LEW.1N rats were vaccinated with MOG_1–-125-CFA while control animals received only CFA. As expected, only the MOG-immunized animals developed clinical signs of EAE by day 12. Brainstems were dissected at day 13 p.i. and cells were prepared as described in Materials and methods. Macroglia cells resulting from immunized rats and murine EL-4 cells (a murine thymoma line with constitutive activity of the constitutive proteasome and the immunoproteasome) were labeled with DALVS immediately after purification and the DALVS-modified active proteasome polypeptides were visualized by SDS-PAGE and Western blot. Labeled proteasome polypeptides were identified based on published data and by direct comparison to the established labeling pattern of EL-4 cells, which constitutively express all active species 12, in microglia of MOG immunized rats we detected a 30 kDa band previously identified as the proteasomal β2 subunit while the signal at slightly lower molecular weight represented the β2i subunit. The 20 kDa signal combined polypeptides derived from the β1, β5, β5i and β1i subunits at poor resolution. The β1-derived polypeptides were predominant in the higher molecular weight portion of the band, the β5- and β5i-derived polypeptides were predominant in its central part and the β1i-derived signals were predominantly retrieved from the lower part (Fig. 3B).

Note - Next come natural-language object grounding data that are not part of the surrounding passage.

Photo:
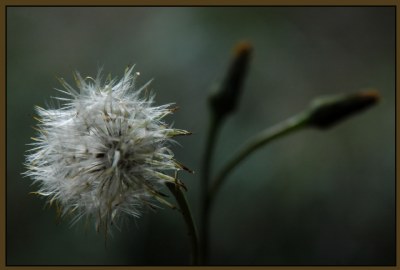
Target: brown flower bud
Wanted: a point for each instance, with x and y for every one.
(224, 100)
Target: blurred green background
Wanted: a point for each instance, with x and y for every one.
(313, 198)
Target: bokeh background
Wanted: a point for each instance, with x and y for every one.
(312, 198)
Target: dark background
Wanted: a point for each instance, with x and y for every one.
(316, 197)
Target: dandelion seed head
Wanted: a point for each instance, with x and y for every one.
(105, 153)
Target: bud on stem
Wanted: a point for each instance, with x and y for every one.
(224, 101)
(326, 112)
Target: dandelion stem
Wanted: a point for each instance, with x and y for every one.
(288, 126)
(187, 216)
(206, 172)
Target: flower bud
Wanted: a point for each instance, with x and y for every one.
(326, 112)
(224, 100)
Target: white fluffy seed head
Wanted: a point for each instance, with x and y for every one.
(105, 153)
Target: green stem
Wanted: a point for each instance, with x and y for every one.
(206, 172)
(292, 124)
(187, 215)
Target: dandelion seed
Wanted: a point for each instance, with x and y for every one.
(105, 153)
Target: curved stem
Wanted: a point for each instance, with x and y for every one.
(206, 172)
(266, 136)
(187, 215)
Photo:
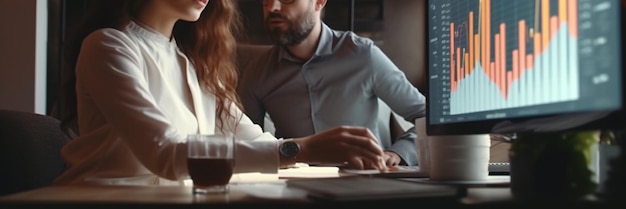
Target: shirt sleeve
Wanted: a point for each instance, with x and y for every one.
(249, 69)
(256, 150)
(392, 86)
(109, 73)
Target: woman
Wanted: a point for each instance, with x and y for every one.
(150, 72)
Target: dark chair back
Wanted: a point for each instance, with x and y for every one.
(30, 151)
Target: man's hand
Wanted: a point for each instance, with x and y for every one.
(354, 146)
(391, 158)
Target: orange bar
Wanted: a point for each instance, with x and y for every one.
(522, 44)
(483, 37)
(477, 49)
(459, 72)
(492, 66)
(562, 11)
(509, 79)
(498, 58)
(452, 86)
(537, 45)
(545, 21)
(554, 27)
(466, 64)
(529, 62)
(502, 50)
(470, 38)
(452, 66)
(572, 18)
(516, 68)
(487, 48)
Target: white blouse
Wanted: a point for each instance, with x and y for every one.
(138, 98)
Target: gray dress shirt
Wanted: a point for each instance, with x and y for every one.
(339, 85)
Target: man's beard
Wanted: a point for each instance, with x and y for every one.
(297, 30)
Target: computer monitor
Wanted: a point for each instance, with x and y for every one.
(524, 66)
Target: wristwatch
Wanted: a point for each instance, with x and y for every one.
(289, 149)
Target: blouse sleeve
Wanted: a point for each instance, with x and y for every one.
(109, 72)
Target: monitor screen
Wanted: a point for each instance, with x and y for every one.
(524, 66)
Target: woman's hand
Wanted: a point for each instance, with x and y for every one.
(354, 146)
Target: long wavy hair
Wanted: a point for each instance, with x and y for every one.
(209, 43)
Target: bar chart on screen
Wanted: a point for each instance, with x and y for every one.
(498, 60)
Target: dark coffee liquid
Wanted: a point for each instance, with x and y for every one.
(210, 171)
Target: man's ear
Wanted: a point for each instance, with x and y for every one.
(320, 4)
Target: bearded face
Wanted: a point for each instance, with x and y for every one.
(295, 31)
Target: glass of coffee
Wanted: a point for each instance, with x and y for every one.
(210, 162)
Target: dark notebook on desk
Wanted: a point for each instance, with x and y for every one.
(495, 168)
(369, 188)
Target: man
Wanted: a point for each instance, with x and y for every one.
(315, 78)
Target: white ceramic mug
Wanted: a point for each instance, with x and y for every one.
(459, 157)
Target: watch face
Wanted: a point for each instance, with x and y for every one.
(289, 149)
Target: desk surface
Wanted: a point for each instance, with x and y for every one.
(244, 188)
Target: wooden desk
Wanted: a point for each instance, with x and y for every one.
(253, 190)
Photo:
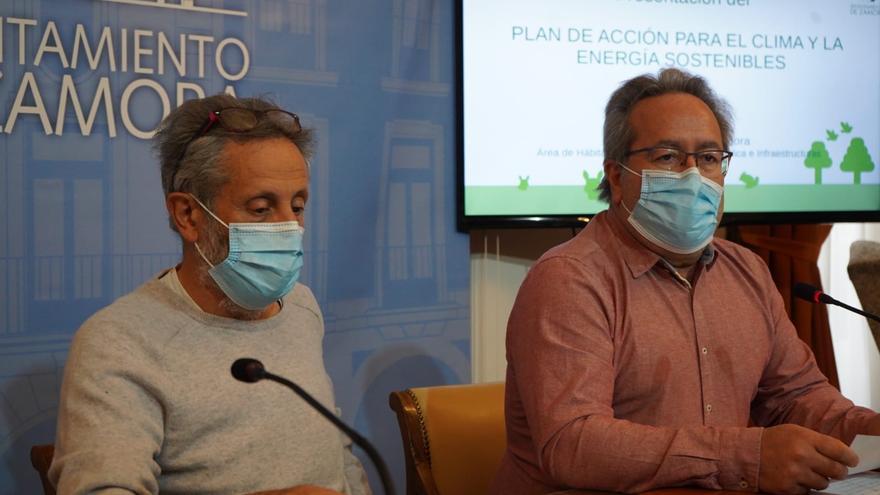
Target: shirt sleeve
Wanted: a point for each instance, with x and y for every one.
(562, 350)
(110, 426)
(793, 390)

We observed a striking increase in the amount of active proteasome polypeptides, thus visualized in macroglia cells from MOG-immunized rats, compared with CFA-treated controls. This was evident for β2-type as well as β1/β5-type of proteasomal activity. Although the β1 and β5-type of active species and the respective immunoproteasome subunits cannot be unequivocally differentiated by one-dimensional SDS-PAGE, the robust induction of active β2i species in macroglia cells from the MOG-immunized rats was striking.

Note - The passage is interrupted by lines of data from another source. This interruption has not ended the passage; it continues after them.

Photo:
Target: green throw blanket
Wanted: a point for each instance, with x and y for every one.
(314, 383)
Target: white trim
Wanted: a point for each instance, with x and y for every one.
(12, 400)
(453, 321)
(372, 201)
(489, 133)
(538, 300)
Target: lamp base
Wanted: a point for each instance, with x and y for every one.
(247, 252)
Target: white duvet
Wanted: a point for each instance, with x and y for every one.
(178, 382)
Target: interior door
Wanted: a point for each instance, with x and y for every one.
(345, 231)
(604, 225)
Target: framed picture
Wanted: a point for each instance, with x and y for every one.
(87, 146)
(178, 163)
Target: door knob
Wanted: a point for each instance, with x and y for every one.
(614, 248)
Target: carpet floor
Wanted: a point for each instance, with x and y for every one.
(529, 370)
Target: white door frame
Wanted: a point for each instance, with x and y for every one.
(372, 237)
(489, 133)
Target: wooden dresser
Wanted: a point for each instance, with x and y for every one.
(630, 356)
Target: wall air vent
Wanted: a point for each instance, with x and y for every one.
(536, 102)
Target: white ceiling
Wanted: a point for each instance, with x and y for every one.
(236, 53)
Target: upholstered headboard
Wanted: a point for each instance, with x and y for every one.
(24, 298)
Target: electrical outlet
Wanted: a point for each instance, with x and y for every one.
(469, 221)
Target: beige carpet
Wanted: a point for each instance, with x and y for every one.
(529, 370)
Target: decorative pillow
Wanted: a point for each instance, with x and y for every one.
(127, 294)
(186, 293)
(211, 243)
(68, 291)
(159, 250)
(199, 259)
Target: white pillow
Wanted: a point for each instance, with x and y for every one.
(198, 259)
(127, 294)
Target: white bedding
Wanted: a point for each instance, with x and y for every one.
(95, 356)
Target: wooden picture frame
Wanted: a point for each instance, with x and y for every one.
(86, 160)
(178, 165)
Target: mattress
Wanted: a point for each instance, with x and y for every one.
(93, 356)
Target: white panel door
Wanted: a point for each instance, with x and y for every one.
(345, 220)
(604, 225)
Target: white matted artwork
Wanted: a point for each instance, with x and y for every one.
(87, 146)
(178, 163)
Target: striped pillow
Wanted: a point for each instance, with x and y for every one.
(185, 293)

To improve the level of resolution for the analysis of active proteasome subunits in macroglia cells and to differentiate between the β1 and β5 subunits, MOG samples and control cells were resolved by two-dimensional SDS-PAGE after labeling with DALVS (Fig. 3C). The identity of the labeled species was deferred from identical experiments with EL-4 cells in our laboratory, in which the polypeptides had been identified by tryptic digest and mass spectrometry as well as by comparison to the published mobility patterns of proteasomal subunits in comparable 2D SDS-PAGE 12, 27. We found a higher amount of all active proteasome polypeptides species in the MOG-immunized rats. In addition to the increased amount of active β2i subunit, a strong upregulation of active β1i and β5 species compared with the CFA-treated rats was in particular observed, confirming our observations made by one-dimensional resolution. A qualitatively very similar two-dimensional activity profile was observed with primary microglia cells, although in this case the β2i subunit was found to be more prominent in the MOG cells than in CFA cells (Supporting Information Fig. 2). The dominant upregulation of active β5, β5i and β1-species in EAE-affected animals corresponds well with the inhibitory profile of bortezomib, which preferably blocks these species, which again matches the therapeutic effect of bortezomib observed in this study.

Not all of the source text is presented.